Bu cevaba döneceğim.
Bir de hem Arapçadan şöyle çevrilmiş bir beyit var:
“Geçti mâzî çekme istikbâle ğam- Gün bugün sâat bu sâat dem bu dem”.
Allah Teâlâ’nın sözü (Kur’ân-ı Kerîm) ile Peygamberimize ait olup dini anlatmaya yönelik bulunan sözler (hadisler) dışında söz kime ait olursa olsun doğru da yanlış da olabilir. İşte bu sözlere eleştirel bakmak gerekir.
Doktorun sözüne bakalım:
Buna göre yaşayan bir kimse sağlıklı bir dünya hayatı yaşayabilir ama sonu ölüm değil mi? Ölüm ve sonrası hakkında bir imanı, bir düşüncesi, bir tedbiri olmayan kimse nasıl neşeli olabilir?
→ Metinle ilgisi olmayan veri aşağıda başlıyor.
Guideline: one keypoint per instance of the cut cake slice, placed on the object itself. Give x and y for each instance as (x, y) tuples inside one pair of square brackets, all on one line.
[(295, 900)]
Müslümana göre bu tavsiyeyi şöyle düzenlemek lazım: İman, ibadet, sağlıklı ve helal beslenme, sünnete/fıtrata uygun uyku, ruh ve beden için yeterli, kendisi ve toplumu için faydalı hareket. Bir Müslümanda bunlar bulununca genellikle ömrü sağlıklı geçer, ebedî hayatla ilgili tedbiri ve Allah’ın af ve rahmetine güveni sayesinde de aşırıya kaçmayan bir neşe sahibi olur; fakat “kendine iyi bakarak” da mutlu ve neşeli olamaz, yakından uzağa bütün insanların durumunu düşünür, adalet, refah ve iyiliğin yayılmasına, kötülük, zulüm ve küfrün azalmasına elinden geldiğince katkıda bulunur, bunu yapabildiği kadar da mutlu ve neşeli olur.
Beyte gelelim:
Geçti mâzî…
Mâzi geçti de silindi mi, yoksa en küçük bir ayrıntı kaybolmadan kayda geçti mi, ahirette defter açılacak ve bu mâzîde olup bitenlerin hesabı sorulacak değil mi?
Elbet böyle olacak ve bu yüzden Müslüman geçmişi hatırlayacak, başta kul hakları olmak üzere hatalarını, günahlarını tevbe ve helalleşme ile telâfi etmeye çalışacaktır.
Çekme istikbâle ğam…
Hangi istikbal?
İnsanın dünyada kalan ve süresini bilemediği ömrü mü, ebedî hayat mı?
Hali berbâd edecek ölçüde meçhul geleceğe takılıp kalmak elbette zararlıdır, fakat hali müslümanca yaşama gayreti yanında hem dünya hayatındaki geleceği hem de daha önemli olarak ebedî hayattaki istikbali düşünmemek müslümanca, hatta insanca değildir; genel olarak insan dünya hayatında geleceği düşünür, tedbirler alır, Müslüman buna ek ve asıl hedef olarak ebedî hayatı dert edinir, bunun için ğam da çeker.
Gün bugün…
Günü müslümanca yaşamaya zarar verecek şekilde geçmiş ve geleceğe dalmak/takılmak elbette uygun değildir ama bu üçü arasında bir denge kurmak elbette mümkündür.